Hm, but still I don't see the reason to use kmem_cache there.

> E.g. pci_free_consistent(pMemArea->pdev, pMemArea->size,
> 			pMemArea->cpu_addr, pMemArea->dma_addr);

Use dma_alloc_coherent() / dma_free_coherent() instead.
pci_*_consistent() are obsolete.

> > I feel the chrdev should be
> >   rather bound to the existing ALSA device, e.g. using hwdep instead.
> >   Then the whole story about registration would become more straight.
> 
> ...yes I'm interested.
> Currently HPI userspace lib just works whether ALSA or plain HPI driver
> is loaded. How would this work with your scenario?

The independent HPI driver doesn't exist with your current version
(all merged to snd-asihpi).  So, this question sounds irrelevant as
now.

If we *really* need to provide an independent HPI access, then hpi
should have its own device (most easily via platform device).  But, I
feel it's just give compliexity in the end.

> > - Replace semaphore with mutex as much as possible.
> 
> OK, will look at it. BTW is there an easy way to find out at what kernel
> version a given API was added/removed/changed?

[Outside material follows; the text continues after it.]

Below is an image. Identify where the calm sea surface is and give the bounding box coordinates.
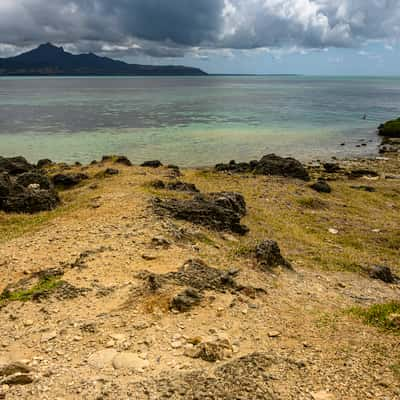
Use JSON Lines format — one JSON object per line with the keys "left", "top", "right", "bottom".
{"left": 1, "top": 76, "right": 399, "bottom": 166}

The alsa-driver tree has a wrapper, so you can use mutex without any
checks in the driver.


> > - Don't use bitfields for data communication.  It's higly unportable.
> >   Use explit bit shift and mask instead.
> 
> Only hpi_version structure I think?  Not used by kernel driver at all,
> we can make it disappear.

struct hpi_handle has bitfields.  I think it's used very commonly in
asihpi.


> > - The way of clean up like hpimod_cleanup() is uncommon.
> >   (Above all, passing just a digit is a bad style...)
> 
> OK.
> So replace this with checks like this?:
> 
> if (asihpi_class) class_device_destroy(asihpi_class...
> if (chrdev_registered) unregister_chrdev(...
> if (asihpi_pci_driver) pci_unregister_driver(...

Yes, it looks better to me.


> > - Global variables should have some unique prefix.  The kernel code is
> >   monolithc C, so they are really global and has no name space.
> 
> Did you have a list?
> There are a few function names that don't start with HPI.

Err, sorry, I meant global variables *and functions*.